> Thought experiment: you use nice pretty reflectors to smelt aluminium. You now have a ball (or, more likely, an expanding cloud) of +/- 700C molten metal.
Actually, extracting Aluminum is more complicated than just heating, since most of that metal everywhere (Earth and space) is in the form of oxide minerals. However Iron in the form of metallic asteroids *is* available already reduced to metal, so I will substitute that in my discussion. You build a rotating circular crucible and throw chunks of metallic asteroid into it. Focus enough sunlight on it to melt the batch. Bits of rocky inclusions will float to the "top" (center) because they are less dense, and the molten iron will sink to the "bottom" (rim). Throw in a bit of carbon from the C-type asteroids, since Iron + Carbon = steel. The bottom of your crucible has a hole that you tap to extrude the molten metal, which then passes through cooled rollers to provide a final shape. On Earth this is called "continuous casting". The rollers can form an "H" shape for structural beams, flat sheet, or whatever else you need, by just choosing roller positions. Cooling water goes through the rollers, and out to radiator pipes. They don't have to cool to room temperature, just enough to keep the rollers from deforming. Since the radiators will be rejecting heat at a pretty high temperature, they don't have to be very large.
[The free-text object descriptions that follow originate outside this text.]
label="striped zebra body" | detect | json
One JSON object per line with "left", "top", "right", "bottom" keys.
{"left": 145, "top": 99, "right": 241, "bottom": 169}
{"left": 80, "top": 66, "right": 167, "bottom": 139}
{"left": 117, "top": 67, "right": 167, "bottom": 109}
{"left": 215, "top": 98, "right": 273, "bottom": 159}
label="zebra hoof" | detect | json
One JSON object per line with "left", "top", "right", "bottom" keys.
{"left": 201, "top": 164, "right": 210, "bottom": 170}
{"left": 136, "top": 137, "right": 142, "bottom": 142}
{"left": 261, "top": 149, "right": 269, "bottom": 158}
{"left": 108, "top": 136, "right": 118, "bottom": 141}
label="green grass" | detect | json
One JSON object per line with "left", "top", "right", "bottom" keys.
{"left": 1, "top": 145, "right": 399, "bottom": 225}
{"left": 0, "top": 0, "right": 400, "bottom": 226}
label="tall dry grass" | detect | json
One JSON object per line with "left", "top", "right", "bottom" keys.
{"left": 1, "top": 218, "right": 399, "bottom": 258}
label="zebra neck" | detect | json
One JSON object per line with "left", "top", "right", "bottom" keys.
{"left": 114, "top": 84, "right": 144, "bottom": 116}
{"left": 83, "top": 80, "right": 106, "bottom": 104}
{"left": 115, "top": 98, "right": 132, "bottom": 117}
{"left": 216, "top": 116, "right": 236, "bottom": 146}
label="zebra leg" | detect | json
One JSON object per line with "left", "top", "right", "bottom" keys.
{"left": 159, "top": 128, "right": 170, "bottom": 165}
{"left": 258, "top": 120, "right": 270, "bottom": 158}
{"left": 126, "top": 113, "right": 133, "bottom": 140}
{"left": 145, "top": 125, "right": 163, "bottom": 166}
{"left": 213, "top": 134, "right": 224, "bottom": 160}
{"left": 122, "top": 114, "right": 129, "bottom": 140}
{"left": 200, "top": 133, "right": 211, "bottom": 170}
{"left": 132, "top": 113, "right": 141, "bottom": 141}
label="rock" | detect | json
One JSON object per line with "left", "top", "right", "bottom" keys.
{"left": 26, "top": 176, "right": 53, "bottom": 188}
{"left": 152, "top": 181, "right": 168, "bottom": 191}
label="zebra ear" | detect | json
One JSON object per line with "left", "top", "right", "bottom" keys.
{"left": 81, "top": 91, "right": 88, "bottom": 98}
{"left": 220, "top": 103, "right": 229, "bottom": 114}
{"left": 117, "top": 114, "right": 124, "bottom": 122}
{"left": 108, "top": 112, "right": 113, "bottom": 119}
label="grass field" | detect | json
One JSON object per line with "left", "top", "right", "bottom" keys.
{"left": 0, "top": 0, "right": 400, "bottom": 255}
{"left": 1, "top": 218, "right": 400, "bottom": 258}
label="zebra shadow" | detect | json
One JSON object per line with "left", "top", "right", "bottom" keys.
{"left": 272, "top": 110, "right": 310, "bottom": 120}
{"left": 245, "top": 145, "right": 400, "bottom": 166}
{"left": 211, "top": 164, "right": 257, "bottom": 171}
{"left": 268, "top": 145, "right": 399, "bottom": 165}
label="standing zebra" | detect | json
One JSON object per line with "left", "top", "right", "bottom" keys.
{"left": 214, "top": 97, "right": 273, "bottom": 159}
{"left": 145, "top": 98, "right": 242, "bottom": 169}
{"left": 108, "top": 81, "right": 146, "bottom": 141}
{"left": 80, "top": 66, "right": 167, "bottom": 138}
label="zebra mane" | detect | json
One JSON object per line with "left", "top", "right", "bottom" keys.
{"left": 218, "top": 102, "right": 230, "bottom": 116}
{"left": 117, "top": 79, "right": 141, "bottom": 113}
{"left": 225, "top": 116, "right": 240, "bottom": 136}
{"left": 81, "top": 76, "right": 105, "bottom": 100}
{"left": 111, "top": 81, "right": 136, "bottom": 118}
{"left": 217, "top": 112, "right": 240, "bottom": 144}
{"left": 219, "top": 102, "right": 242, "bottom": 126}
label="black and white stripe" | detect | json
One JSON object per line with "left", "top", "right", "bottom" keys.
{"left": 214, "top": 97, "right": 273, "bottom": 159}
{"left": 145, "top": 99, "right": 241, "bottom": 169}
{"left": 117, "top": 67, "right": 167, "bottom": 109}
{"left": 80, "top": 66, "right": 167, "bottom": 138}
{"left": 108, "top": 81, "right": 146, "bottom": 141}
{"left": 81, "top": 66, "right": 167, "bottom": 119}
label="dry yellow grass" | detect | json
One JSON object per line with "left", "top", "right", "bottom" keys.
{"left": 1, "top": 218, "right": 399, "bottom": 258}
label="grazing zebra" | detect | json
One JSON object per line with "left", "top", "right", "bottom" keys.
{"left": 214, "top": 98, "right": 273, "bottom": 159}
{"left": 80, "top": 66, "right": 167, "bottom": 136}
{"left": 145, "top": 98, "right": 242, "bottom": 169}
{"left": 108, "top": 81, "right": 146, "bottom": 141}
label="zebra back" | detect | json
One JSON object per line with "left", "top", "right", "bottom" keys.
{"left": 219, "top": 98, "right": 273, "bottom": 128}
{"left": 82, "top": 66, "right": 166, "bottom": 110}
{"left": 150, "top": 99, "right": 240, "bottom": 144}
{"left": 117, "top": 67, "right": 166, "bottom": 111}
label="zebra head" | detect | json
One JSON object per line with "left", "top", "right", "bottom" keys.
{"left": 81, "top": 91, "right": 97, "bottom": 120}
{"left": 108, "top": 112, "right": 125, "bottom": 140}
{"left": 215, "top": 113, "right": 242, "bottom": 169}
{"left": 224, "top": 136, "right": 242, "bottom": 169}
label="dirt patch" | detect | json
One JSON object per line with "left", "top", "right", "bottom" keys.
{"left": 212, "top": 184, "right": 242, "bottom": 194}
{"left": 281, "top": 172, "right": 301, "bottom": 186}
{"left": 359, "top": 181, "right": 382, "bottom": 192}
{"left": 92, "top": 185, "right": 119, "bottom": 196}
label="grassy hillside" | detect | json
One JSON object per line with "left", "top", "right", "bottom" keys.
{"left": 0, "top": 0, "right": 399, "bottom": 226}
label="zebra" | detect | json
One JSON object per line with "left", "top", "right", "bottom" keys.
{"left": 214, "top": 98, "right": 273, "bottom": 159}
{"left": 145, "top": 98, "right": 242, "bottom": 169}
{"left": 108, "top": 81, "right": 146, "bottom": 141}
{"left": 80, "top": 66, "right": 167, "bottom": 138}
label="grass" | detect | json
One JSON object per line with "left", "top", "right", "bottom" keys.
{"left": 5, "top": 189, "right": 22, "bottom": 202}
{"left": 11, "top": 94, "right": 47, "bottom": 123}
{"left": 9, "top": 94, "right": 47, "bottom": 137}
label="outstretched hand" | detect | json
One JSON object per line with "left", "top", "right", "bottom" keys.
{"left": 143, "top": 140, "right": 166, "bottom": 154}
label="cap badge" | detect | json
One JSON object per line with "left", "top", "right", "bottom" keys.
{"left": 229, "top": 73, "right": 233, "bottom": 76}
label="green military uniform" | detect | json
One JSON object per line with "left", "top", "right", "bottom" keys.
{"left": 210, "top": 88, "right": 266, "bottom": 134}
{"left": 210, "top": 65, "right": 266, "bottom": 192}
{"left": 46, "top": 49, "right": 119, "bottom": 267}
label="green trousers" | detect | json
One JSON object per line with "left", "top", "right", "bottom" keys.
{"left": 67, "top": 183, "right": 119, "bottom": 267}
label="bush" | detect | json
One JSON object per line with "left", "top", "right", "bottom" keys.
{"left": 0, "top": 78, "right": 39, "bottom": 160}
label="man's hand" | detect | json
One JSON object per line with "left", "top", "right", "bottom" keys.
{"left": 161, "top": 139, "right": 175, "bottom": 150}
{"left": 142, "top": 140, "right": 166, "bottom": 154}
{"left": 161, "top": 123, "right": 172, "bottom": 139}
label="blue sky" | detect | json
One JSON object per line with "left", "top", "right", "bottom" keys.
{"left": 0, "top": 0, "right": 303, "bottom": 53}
> I'm not saying we should shitcan the whole idea, but the "Futurist" camp really has to stop talking about how trivial things are once we get most of the way out of the gravity well,
Actual space systems engineers like myself don't trivialize the tasks. Most space enthusiasts don't even know what materials are available to work with, or what the solar flux is, or the realities of working in the space environment. But some of us do know all that stuff, collectively. I don't know everything, either, and I work in the field. Generally you need teams of specialists in different subjects to complete a project. So you won't get a complete answer in a forum comment. You get it in a study report that lots of people contributed to.